The rich legacy of Leslie Waddington | Amid talk that market contraction and post-EU referendum jitters would hit London’s autumn season, Frieze Week kicked off in confident style with a white glove sale of the Leslie Waddington Collection at Christie’s. The 100 per cent sold rate and £28,285,525 total was testament to the late art dealer’s reputation as tastemaker and collector in his own right. It started with a portrait of Waddington by Peter Blake, which sold for double its estimate at £81,250. The plum lot, as expected, was Jean Dubuffet’s Visiteur au chapeau bleu (‘Visitor with Blue Hat’) from 1955, which also doubled its estimate and sold for £4.81 million.
Meanwhile, Waddington Custot gallery (which Waddington Galleries became in 2011 when Stephane Custot bought the late Lord Bernstein’s share) exhibited at Frieze Masters for the first time, its stand hung with the raw, ravaged canvases of the Spanish painter Manolo Millares (1926–72). The abstracts, dating from 1956 to 1970, were priced between £170,000 to around £900,000, and the earliest, Composición con dimensión perdida, sold on preview day. Other early sales at the fair included Elements V (1984) by Brice Marden, which had an asking price of $5 million, and a painting by Wayne Thiebaud (asking price £1.5 million), both at Acquavella Galleries (New York).
Solo booths set the tone | ‘Our artists love this fair. Lots of them visit, because they all collect, but not the obvious things. You find the unusual here’. So said David Cleaton-Roberts, director of Alan Cristea Gallery, sitting on the gallery’s stand at Frieze Masters devoted to the prints of Anni Albers, one of numerous stands at both this fair and Frieze London to concentrate on female artists.
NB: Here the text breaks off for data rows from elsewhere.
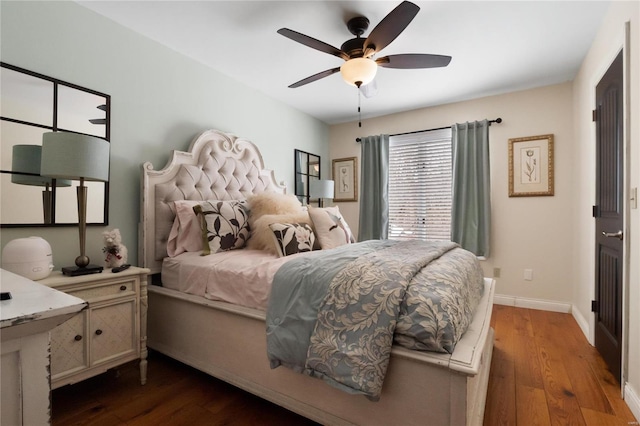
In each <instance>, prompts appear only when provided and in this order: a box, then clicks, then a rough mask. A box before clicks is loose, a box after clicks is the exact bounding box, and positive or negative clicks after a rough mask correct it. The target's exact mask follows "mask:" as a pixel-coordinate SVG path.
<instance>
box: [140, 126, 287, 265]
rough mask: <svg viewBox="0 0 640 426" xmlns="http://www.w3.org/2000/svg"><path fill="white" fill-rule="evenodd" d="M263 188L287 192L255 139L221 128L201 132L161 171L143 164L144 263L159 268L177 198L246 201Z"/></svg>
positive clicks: (173, 214) (142, 178)
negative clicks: (236, 200) (254, 143)
mask: <svg viewBox="0 0 640 426" xmlns="http://www.w3.org/2000/svg"><path fill="white" fill-rule="evenodd" d="M264 191H274V192H280V193H284V192H285V187H284V186H283V185H280V184H278V183H277V182H276V180H275V175H274V173H273V171H271V170H266V169H265V168H264V161H263V160H262V155H261V154H260V151H259V150H258V148H257V147H256V146H255V145H254V144H253V143H252V142H250V141H248V140H246V139H242V138H238V137H236V136H234V135H231V134H228V133H223V132H221V131H218V130H207V131H206V132H203V133H201V134H200V135H199V136H197V137H196V138H195V139H194V140H193V142H191V145H190V146H189V151H188V152H182V151H175V150H174V151H172V152H171V157H170V159H169V162H168V163H167V165H166V166H165V167H164V168H163V169H162V170H153V165H152V164H151V163H149V162H146V163H144V164H143V165H142V193H141V208H140V221H141V223H140V235H139V242H140V244H139V245H140V247H139V261H140V262H141V263H142V265H141V266H144V267H146V268H150V269H151V270H152V273H156V272H160V270H161V267H162V259H163V258H164V257H166V256H167V249H166V245H167V240H168V237H169V232H170V231H171V226H172V224H173V220H174V218H175V213H174V211H173V209H172V208H171V207H172V206H171V203H172V202H173V201H176V200H242V199H245V198H247V196H249V195H251V194H257V193H260V192H264Z"/></svg>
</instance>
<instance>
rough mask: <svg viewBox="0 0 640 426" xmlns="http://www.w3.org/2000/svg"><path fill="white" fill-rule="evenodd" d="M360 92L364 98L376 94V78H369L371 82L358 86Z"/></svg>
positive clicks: (376, 93) (365, 97) (371, 97)
mask: <svg viewBox="0 0 640 426" xmlns="http://www.w3.org/2000/svg"><path fill="white" fill-rule="evenodd" d="M360 93H362V94H363V95H364V97H365V98H372V97H374V96H375V95H377V94H378V83H376V79H375V78H374V79H373V80H371V83H369V84H365V85H364V86H360Z"/></svg>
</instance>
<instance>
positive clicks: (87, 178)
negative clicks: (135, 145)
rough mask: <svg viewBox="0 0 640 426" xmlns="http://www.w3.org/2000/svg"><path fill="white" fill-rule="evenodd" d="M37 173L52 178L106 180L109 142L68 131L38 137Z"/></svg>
mask: <svg viewBox="0 0 640 426" xmlns="http://www.w3.org/2000/svg"><path fill="white" fill-rule="evenodd" d="M40 174H41V175H42V176H48V177H52V178H56V179H80V178H84V179H85V180H89V181H101V182H106V181H108V180H109V142H107V141H106V140H104V139H100V138H96V137H94V136H88V135H81V134H79V133H68V132H48V133H45V134H43V135H42V161H41V165H40Z"/></svg>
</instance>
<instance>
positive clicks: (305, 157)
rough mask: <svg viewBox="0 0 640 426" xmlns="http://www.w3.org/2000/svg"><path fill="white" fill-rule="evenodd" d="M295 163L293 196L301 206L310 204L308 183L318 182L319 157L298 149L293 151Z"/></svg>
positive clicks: (310, 201) (318, 172)
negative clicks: (304, 204)
mask: <svg viewBox="0 0 640 426" xmlns="http://www.w3.org/2000/svg"><path fill="white" fill-rule="evenodd" d="M293 154H294V161H295V195H296V196H297V197H298V199H299V200H300V201H301V202H302V204H307V205H308V204H311V202H313V201H317V200H311V197H310V196H309V182H311V181H313V180H320V170H321V167H320V156H319V155H315V154H311V153H308V152H305V151H301V150H299V149H295V150H294V151H293Z"/></svg>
Solo artist presentations, traditionally seen as putting all one’s eggs in one basket, are increasingly popular and Cleaton-Roberts is pleased with the gallery’s single-artist format; last year it presented Richard Hamilton; in 2014, Josef Albers. By Friday afternoon of this year’s fair, it had sold more than 20 Anni Albers prints, priced between £2,000 and £6,000. At the moment they’re still affordable,’ Cleaton-Roberts said, adding that the artist will be the subject of a major exhibition in the UK, yet to be announced, in the next few years. She may not be so cheap for long.
New galleries in London | Alan Cristea Gallery also opened a large new space on Pall Mall last week, one of a gaggle of new galleries to open spaces in London during, or in time for Frieze Week. Others included Cabinet Gallery in Vauxhall and, in St James’s and Mayfair, Colnaghi, Skarstedt Gallery, Carpenter’s Workshop Gallery, Limoncello, Cardi Gallery, and Almine Rech Gallery, which opened with a divisive Jeff Koons show. Brexit or not, London seems only to gain in appeal as an essential gallery hub.
Adrian Ghenie and Pino Pascali lead at Christie’s | This has been Adrian Ghenie’s year; the 39-year-old Romanian painter is the market darling of 2016. At Christie’s 6 October evening sale of post-war and contemporary art, which totalled just shy of £34.3 million, the vast, brooding Nickelodeon (2008) made an artist record at £7.11 million, four times the £1.5 million estimate.
‘The Ghenie market had been growing, growing, growing,’ said Francis Outred, European head of post-war and contemporary art. ‘This was the culmination, and it is widely acknowledged as one of his best works.’ Nickelodeon was guaranteed by a third party who ‘proactively approached’ Christie’s, said Outred, a phenomenon they find is ‘increasingly common’ on desirable high-value works.
A sign of a contracted but hardened market, this was another ‘tightly curated’ (or small) auction of 41 lots, more conservative in content than the larger, more speculative contemporary sales of old. However, Christie’s sale did offer works by several up-and-coming artists under 40; alongside Ghenie, records were set for Lynette Yiadom-Boakye, Lucy McKenzie, and Henry Taylor.
Immediately afterwards, in the 59-lot Italian sale, seven new artist records were set, including for the Arte Povera artist Pino Pascali, whose joyful Code di Delfino (‘Tail of a Dolphin’) sold for £2.7 million.
Frans Hals forgery sets tongues wagging | Art fairs love a scandal. After all, what better way to fill those long dull hours on a stand than with a little gossip. Talk of Frieze Masters has been the story of a fake Frans Hals , following Sotheby’s revelation that a portrait by the Dutch artist that was sold to a US buyer by private treaty for £8.4 million in 2011 has been reassessed as a fake (as reported in the Financial Times). Sotheby’s refunded the buyer in full for the work after pigment tests showed the work was ‘undoubtedly a forgery’. A forger of exceptional talent, it seems – and other works are now under suspicion.